The rig that comes with 2.79 is overly complex :frowning: I don’t need any facial bones, nor stretchy bones, nor complex spine. I wish there was an easy way to simplify it.

(Richard Culver) #4

Just use the old rig. Go to Base/Basic Human Meta Rig. Has the same IK/FK stuff and looks like it also has the stretchy. But to be honest. Dude. You want that. Won’t hurt you. Will reduce popping.

Also the more advanced rig, you can just delete the facial bones before you generate the rig. Also should be noted you can build your own riggify rig with rig types piece by piece which might give you more control over what you want and don’t want.

Not a real big fan of self-rigging since there are so many great free rigs out there. And from my experience the new Riggify is one of the best.

But if you really want to build your own rig I know it is possible. Just look around for some rigging tutorials.


(Hadriscus) #5

I am saying you should take a look at the script that generates it in order to replicate it in your own rig.

(sozap) #6

You can look at this example :

Haven’t tested tho.

I’ve made a quick one recently,
Using python you can make a vector from say the upperarm and scale it , that give you the pole position.
But if the limb is straight the pole get positioned into the limbs and then is hard to grab, so this isn’t perfect.

I finally used helper bones (parented to limbs) to recover pole target position, kind of hackish but as I’m a failure at math and I needed a quick and dirty solution…

(Cyaoeu) #7

I made an IK-FK and FK-IK snap script for UE4Tools. The UE4Tools rig is a single chain rig (instead of IK and FK separated) which led to a few problems, like being to unable to reset the FK rotation when switching to IK (if you reset the FK rotation you would get a snap because the IK constraint took in account the FK rotation). This means that the pole target will be a bit inaccurate when switching from FK to IK, but maybe not a huge issue. You could also reset the FK rotation on the next IK pose keyframe and have a nice blend between them. Ideally you would have a separate IK chain and FK chain though I think.

The main setup was to make new pole targets (grabbing the thigh/upperarm bones, copying in edit mode, then disabling location lock and drag them out on the local x axis). These were set to be the new pole targets, then they were copied again and set to have the thigh/upperarm bones as parents. These new bones will be used for snapping FK to IK.

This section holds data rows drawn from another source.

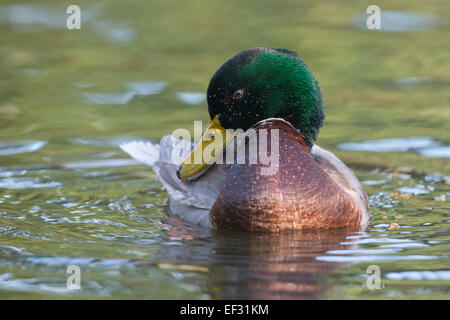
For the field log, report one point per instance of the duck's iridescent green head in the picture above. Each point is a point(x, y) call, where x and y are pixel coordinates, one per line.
point(263, 83)
point(255, 85)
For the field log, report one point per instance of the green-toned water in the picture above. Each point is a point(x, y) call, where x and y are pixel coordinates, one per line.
point(73, 93)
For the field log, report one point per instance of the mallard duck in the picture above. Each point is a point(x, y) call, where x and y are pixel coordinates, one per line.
point(260, 89)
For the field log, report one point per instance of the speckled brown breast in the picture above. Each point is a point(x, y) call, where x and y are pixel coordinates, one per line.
point(300, 195)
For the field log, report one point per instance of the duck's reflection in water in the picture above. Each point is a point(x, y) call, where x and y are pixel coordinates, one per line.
point(258, 266)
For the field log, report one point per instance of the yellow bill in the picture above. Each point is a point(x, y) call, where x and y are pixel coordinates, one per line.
point(211, 146)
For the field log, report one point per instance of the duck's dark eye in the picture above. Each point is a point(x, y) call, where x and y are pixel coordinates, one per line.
point(238, 94)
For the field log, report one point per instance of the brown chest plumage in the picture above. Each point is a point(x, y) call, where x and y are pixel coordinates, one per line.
point(299, 195)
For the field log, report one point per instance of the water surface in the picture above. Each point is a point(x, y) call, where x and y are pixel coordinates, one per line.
point(70, 196)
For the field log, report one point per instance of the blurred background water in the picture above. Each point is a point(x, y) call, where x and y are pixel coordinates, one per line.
point(139, 70)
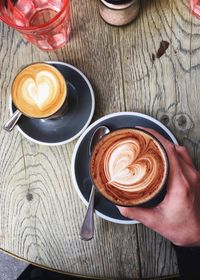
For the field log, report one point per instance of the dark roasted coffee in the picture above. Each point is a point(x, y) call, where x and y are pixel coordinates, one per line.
point(129, 167)
point(39, 90)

The snapping itself is pretty easy:


  1. Select the bones that should be keyed (depending on selected IK bone/s), for example left thigh, left calf and left poletarget if the left foot was selected.
  2. Insert LocRot keyframes.
  3. Set the value of the FK-IK switch to 1.000 and insert a keyframe. (bpy.context.selected_objects[0][IKDataPath] = 1.000 where IKDataPath is the data path for the FK-IK switch for the bone. Then bpy.context.selected_objects[0].keyframe_insert(data_path=’["’+IKDataPath+’"]’))
  4. Go to the next frame and select the thigh/calf bones again, insert a keyframe with visual locrot. This will give the FK rotations you need.
  5. Set the FK-IK switch to 0.000 and insert a keyframe.

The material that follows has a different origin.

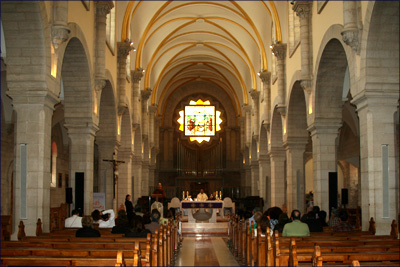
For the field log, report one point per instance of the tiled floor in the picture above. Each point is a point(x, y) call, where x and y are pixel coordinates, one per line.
point(205, 251)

  1. Set the FK-IK switch to 0.000 and insert a keyframe.
  2. Select the thigh/calf bones and insert LocRot keyframes. Deselect bones.
  3. Select the pole snap target (the pole target parented to thigh/upperarm), do Cursor to Selected. Deselect bones.
  4. Select the real pole target and do Selected to Cursor. Insert a LocRot keyframe. Deselect bones.
  5. Repeat the above method for the foot bone, set a 3D cursor there, then snap the feet IK control to it.
  6. Go to the next frame, set the FK-IK switch to 1.000 and insert a keyframe.
    (normally you would reset the transforms for the FK bones and insert a keyframe here, but in a single chain rig this will cause a snap because of the FK rotation influencing the IK bones).

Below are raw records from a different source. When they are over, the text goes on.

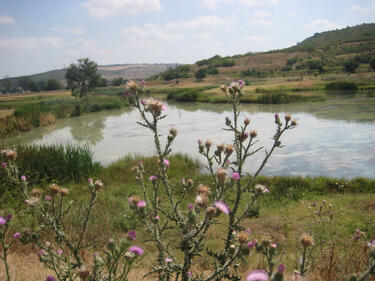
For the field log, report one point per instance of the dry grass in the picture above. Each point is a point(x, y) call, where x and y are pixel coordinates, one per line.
point(33, 94)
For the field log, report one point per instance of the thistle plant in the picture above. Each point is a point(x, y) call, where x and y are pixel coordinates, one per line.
point(64, 255)
point(162, 208)
point(6, 245)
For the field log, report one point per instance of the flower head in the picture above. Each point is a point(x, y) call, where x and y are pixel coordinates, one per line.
point(257, 275)
point(136, 250)
point(222, 207)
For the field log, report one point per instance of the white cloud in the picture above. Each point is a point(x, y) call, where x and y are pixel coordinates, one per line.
point(259, 22)
point(363, 10)
point(5, 19)
point(323, 25)
point(107, 8)
point(72, 31)
point(213, 3)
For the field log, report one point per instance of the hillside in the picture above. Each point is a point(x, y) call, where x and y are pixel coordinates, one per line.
point(324, 52)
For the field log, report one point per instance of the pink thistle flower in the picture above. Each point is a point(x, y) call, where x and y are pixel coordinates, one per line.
point(141, 204)
point(132, 235)
point(222, 207)
point(136, 250)
point(191, 207)
point(235, 176)
point(2, 221)
point(281, 269)
point(250, 245)
point(50, 278)
point(257, 275)
point(166, 163)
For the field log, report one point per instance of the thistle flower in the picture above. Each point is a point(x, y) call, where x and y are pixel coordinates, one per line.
point(132, 235)
point(235, 176)
point(141, 204)
point(222, 207)
point(221, 175)
point(257, 275)
point(136, 250)
point(2, 221)
point(306, 240)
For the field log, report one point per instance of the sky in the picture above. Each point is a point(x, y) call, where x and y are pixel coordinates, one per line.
point(42, 35)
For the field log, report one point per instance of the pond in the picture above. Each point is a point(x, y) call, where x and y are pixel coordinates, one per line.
point(334, 138)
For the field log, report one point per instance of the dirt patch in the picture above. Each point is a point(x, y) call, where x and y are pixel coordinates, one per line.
point(6, 112)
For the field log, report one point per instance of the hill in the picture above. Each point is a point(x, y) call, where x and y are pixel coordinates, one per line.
point(323, 52)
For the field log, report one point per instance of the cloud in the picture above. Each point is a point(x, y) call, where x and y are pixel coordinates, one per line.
point(323, 25)
point(72, 31)
point(5, 19)
point(213, 3)
point(107, 8)
point(259, 23)
point(363, 10)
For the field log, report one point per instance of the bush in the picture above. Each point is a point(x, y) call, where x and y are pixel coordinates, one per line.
point(342, 86)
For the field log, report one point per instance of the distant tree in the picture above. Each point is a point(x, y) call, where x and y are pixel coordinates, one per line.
point(102, 82)
point(350, 66)
point(53, 84)
point(82, 76)
point(372, 63)
point(7, 84)
point(117, 81)
point(200, 74)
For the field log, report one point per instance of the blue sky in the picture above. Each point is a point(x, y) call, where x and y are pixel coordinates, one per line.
point(41, 35)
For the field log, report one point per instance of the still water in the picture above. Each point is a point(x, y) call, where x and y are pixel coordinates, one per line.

You can use this for snapping the cursor:

def SnapCursor(type):    for area in bpy.context.screen.areas:
        if area.type == 'VIEW_3D':
            ctx = bpy.context.copy()
            ctx['area'] = area
            ctx['region'] = area.regions[-1]

I don’t really use this stuff myself though, I use IK for everything using the smoothed f-curve branch. But I may release it in the future as a fork of UE4Tools.